Culture, Crafts and Communities
Visit Chiltern Open Air Museum on 1 April for our By Donation day and discover how our historic buildings evoke memories for different communities living in the Chilterns.
Anna Pool from the Learning Team writes about how all communities find resonance in our wonderful collection of historic buildings from the Chilterns.
Do you ever go abroad and feel like you are at home in the surroundings? It’s funny how certain environments, buildings or objects resonate with our own personal histories and often visitors to COAM experience this. Perhaps it is because we all share a common experience of everyday life as human beings, despite our age, country of origin, mother tongue, religion or any other factors which can be seen diversive.
Certainly when I first took my Mum on a tour around the Museum I was fascinated by how many memories it brought back for her, particularly the 1940s Prefab. We spent a lot of time in there while my Mum relayed many memories of visits to her Aunt’s Prefab home in the 1950s; of washing clothes in a copper boiler just like the one in the kitchen; of listening to the wireless and of course photographs of my mother, as a baby, being pushed in a pram just like the one in the back bedroom. Sometimes it can be a particular object in a building that holds a personal memory. For me it is the highchair in the prefab’s sitting room which evokes special memories for me, as my Mum had kept a similar one which she used for my brother and I back in the 1970s, and I later used with my eldest child who is now 16. Every time I see it I am transported back in time!
It’s not just visitors from Britain that recognise the economic design of our Prefab. While showing a visitor round recently, I was surprised to hear that she had seen many Prefabs still being used as family homes in rural Russia.
Just next to our Prefab is a Nissen Hut, a military type of building of which there are some examples still around in this area. I have been lucky enough to hear many of our visitors recall memories of their own experiences of these unique buildings.
A similar Nissen Hut was used as a synagogue by the Jewish community in Haversham, near Wolverton, Buckinghamshire during WW2 until it was closed in 1947. The South Bucks Jewish community will be joining us on our opening day at COAM and will be holding their Shabbat service between 10 am – 11 am. Visitors are more than welcome to join the service and I hope to hear one or two stories from the group later in the day!
While running education workshops I often hear both adults and children describe how they have seen or done something very similar in their home countries. The Iron Age Roundhouse seems to be a magical place of memories where visitors describe how their grandmother in India still grinds grain using a rotary quern and bakes her bread in a clay oven just like the one they see in the roundhouse. Others have walked towards the building declaring that they are ‘back in Africa’ where round homes are still built using wattle and dorb with a thatched roof.

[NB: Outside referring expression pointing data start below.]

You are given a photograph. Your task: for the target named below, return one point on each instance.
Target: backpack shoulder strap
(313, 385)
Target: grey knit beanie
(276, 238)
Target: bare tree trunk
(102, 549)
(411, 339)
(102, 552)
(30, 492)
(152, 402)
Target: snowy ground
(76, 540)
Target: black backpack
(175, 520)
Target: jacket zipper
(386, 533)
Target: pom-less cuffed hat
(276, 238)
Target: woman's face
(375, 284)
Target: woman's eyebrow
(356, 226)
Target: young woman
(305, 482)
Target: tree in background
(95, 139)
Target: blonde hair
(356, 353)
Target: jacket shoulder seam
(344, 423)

Even during ‘wash day’ workshops I have talked with visitors from Poland and Czechoslovakia who used to help their mother wash their clothes using a wash tub and wash board; and then there is the unmistakable smell of carbolic soap which can transport any of us over a particular age, right back to our childhood!
I am sure that as you are reading this you are thinking of a building or an object that you may have seen from our collection that has special meaning for you. Please do come along on Saturday 1st April, to see some of the stories and memories we have collected from local community groups who will be joining us to support this spectacular event. And if you have not yet visited COAM then I invite you to come along to our opening event and find out which building evokes the most memories for you! To mark the opening of the Museum for the 2017 season the 1st April will also be a ‘by donation day’ for this day only we are waiving standard admission prices and allowing visitors entry to the Museum by paying a donation only.

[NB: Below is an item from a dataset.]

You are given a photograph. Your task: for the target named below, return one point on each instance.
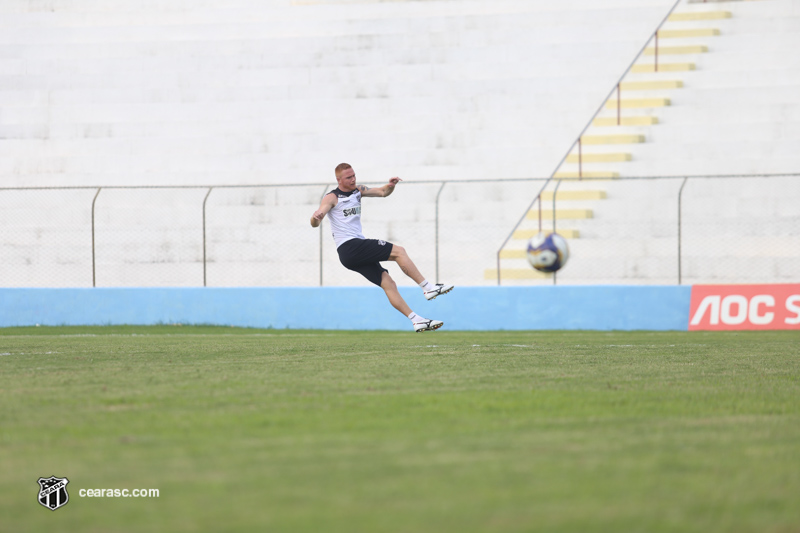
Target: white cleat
(427, 325)
(441, 288)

Look out for the West Indian Story teller performing during the day at 12 pm, 2 pm and 3 pm, as well as craft demonstrations with opportunities to join in from 11 am – 4 pm including traditional weaving, Iron Age cooking, basketry and traditional thatching demonstrations in our Medieval barn.
We look forward to welcoming you to our multi- cultural day of sharing stories on 1 April, the first day of our new 2017 season.
This special multi-cultural event is kindly funded by Arts Council England.